The majority finds that the detailed wage information provided by the comptroller for the employer to the Department is insufficient to constitute "discovery" of fraud. I disagree.As pointed out in our [8] industrial appeals judge's Proposed Decision and Order, Carder requires only knowledge of fact or circumstances, not the possession of documentary evidence.Carder at 5.

It is significant to note that the telephone tip the Department received on January 20, 1989 was not an anonymous tip, as distinguished from the tip received in Carder. The call was from Paul Chapman, the employer's comptroller, the same employer for whom Ms. Schank worked at the time of her injury. In the call, Mr. Chapman provided the Department with specific information as to Ms. Schank's hourly wage, average hours worked, and income per month. As the employer on the claim, Mr. Chapman had knowledge of Ms. Schank's wages and hours at the time of injury as well as the specifics of any difference in wages that existed to justify the payment of loss of earning power benefits.

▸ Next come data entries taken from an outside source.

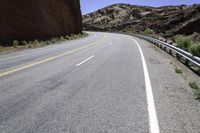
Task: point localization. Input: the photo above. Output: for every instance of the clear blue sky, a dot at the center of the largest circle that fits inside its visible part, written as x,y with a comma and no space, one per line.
93,5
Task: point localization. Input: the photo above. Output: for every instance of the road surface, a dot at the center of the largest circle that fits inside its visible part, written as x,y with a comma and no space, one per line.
105,83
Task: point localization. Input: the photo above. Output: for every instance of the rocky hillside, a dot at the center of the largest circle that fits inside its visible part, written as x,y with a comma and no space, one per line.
166,21
38,19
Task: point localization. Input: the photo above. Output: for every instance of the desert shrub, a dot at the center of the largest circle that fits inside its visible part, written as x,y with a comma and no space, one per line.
24,43
178,70
194,49
183,42
35,42
67,37
149,31
15,43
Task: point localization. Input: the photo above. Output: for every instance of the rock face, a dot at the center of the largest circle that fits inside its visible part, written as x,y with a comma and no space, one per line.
167,21
38,19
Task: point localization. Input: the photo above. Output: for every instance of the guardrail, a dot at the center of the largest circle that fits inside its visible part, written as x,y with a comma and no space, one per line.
187,58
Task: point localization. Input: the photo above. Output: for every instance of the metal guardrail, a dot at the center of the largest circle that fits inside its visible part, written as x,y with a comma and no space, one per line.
188,57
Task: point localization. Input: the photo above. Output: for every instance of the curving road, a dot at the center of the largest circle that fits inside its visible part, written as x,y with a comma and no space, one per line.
105,83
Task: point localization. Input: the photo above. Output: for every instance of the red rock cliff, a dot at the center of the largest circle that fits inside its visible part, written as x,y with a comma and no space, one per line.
38,19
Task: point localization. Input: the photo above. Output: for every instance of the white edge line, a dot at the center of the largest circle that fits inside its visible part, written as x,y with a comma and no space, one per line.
85,60
153,120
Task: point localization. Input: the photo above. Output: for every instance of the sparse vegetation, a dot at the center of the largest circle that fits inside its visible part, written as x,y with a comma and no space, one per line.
149,31
196,89
178,70
39,43
193,85
15,43
194,49
183,42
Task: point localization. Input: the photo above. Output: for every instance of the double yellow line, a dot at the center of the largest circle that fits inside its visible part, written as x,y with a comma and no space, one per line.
47,59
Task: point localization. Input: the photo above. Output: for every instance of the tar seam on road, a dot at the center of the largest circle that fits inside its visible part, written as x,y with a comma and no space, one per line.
48,59
85,60
153,120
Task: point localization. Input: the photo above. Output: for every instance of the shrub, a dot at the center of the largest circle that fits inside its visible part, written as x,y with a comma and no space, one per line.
24,43
195,49
36,42
183,42
62,38
193,85
149,31
15,43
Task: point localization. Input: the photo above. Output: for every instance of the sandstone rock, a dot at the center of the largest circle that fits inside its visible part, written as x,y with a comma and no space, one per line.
38,19
166,21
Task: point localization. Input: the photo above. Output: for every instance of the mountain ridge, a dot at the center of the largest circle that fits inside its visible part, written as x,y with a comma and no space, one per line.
167,21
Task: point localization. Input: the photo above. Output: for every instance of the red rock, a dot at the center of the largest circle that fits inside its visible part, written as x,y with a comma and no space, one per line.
38,19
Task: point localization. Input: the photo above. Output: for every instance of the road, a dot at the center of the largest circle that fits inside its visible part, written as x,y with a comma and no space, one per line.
103,83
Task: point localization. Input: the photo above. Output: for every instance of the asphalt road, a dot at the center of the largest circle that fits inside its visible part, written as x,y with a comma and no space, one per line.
105,83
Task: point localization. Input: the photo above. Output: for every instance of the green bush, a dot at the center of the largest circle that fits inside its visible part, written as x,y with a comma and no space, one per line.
149,31
193,85
62,38
15,43
24,43
178,70
194,49
183,42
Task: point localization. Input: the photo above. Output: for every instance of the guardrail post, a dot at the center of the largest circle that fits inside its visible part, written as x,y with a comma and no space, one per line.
187,62
170,51
198,72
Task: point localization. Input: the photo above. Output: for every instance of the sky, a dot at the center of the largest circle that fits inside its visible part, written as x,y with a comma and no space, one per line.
88,6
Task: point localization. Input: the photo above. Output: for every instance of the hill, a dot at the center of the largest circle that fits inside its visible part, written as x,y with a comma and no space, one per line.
167,21
38,19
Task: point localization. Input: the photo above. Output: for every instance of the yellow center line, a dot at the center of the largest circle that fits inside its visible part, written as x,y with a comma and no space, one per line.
48,59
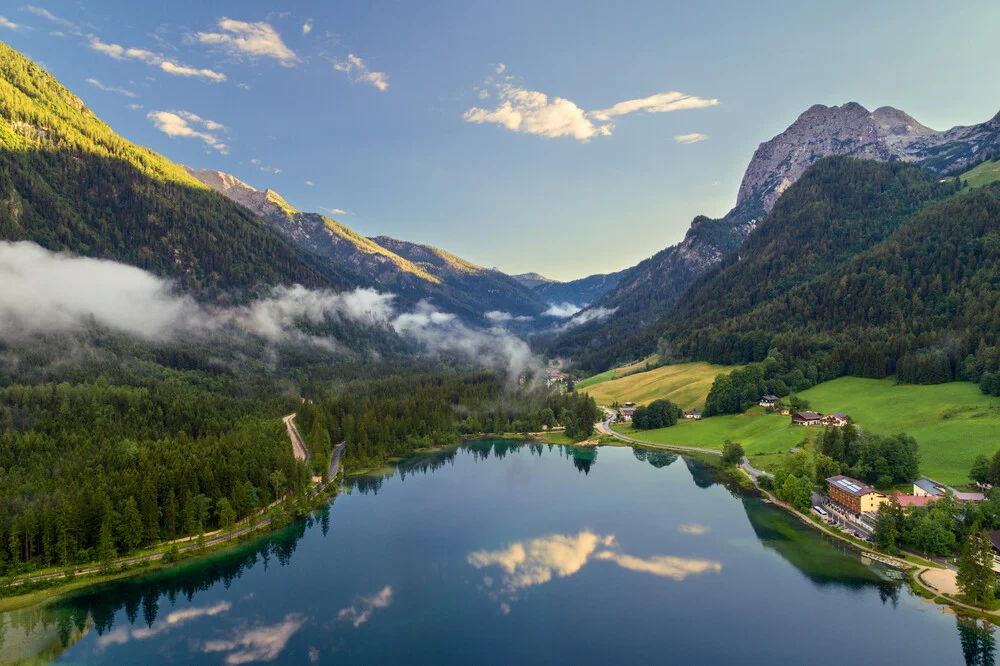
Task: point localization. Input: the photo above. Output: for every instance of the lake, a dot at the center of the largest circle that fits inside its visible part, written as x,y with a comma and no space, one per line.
503,553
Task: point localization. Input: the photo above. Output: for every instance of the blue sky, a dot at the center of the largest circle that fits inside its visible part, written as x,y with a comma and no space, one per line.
378,104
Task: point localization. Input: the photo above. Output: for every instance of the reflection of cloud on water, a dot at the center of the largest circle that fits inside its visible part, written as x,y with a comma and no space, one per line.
665,566
693,528
361,610
177,618
262,643
533,562
528,563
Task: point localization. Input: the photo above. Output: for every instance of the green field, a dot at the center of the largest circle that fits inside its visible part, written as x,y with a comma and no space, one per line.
952,423
686,384
984,174
615,373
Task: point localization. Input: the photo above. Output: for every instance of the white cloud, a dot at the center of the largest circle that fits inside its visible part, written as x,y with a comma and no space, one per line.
46,14
184,124
361,610
585,316
358,70
533,112
253,40
561,310
665,566
262,643
101,86
10,25
47,292
500,317
658,103
119,52
529,563
694,137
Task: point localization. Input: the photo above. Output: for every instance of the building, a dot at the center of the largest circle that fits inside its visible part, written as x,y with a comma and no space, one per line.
927,488
912,500
835,420
853,495
807,418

In Carder we said "[t]he Department discovers fraud when it has sufficient facts in hand to commence an investigation." Carder at 6. Sufficient facts were in hand on January 20, 1989 of the documentation on January 23rd was merely part of the investigative process. To find otherwise is to reward the Department for its lack of diligence in pursuing this matter. August 14, 1989, a Department investigator had completed his investigation and recommended the issuance of a fraud order. Nevertheless, the order was not issued until January 22, 1990, more than one year after the Department had sufficient facts in hand.The Department gambled on the date of "discovery" of the fraud, and lost. I would conclude that Ms. Shank's summary judgment motion should be granted on the basis that the Department demand for repayment of loss of earning power benefits and the assessment of penalties is time-barred pursuant to RCW 51.52.240(4).

Dated this 25th day of September, 1991.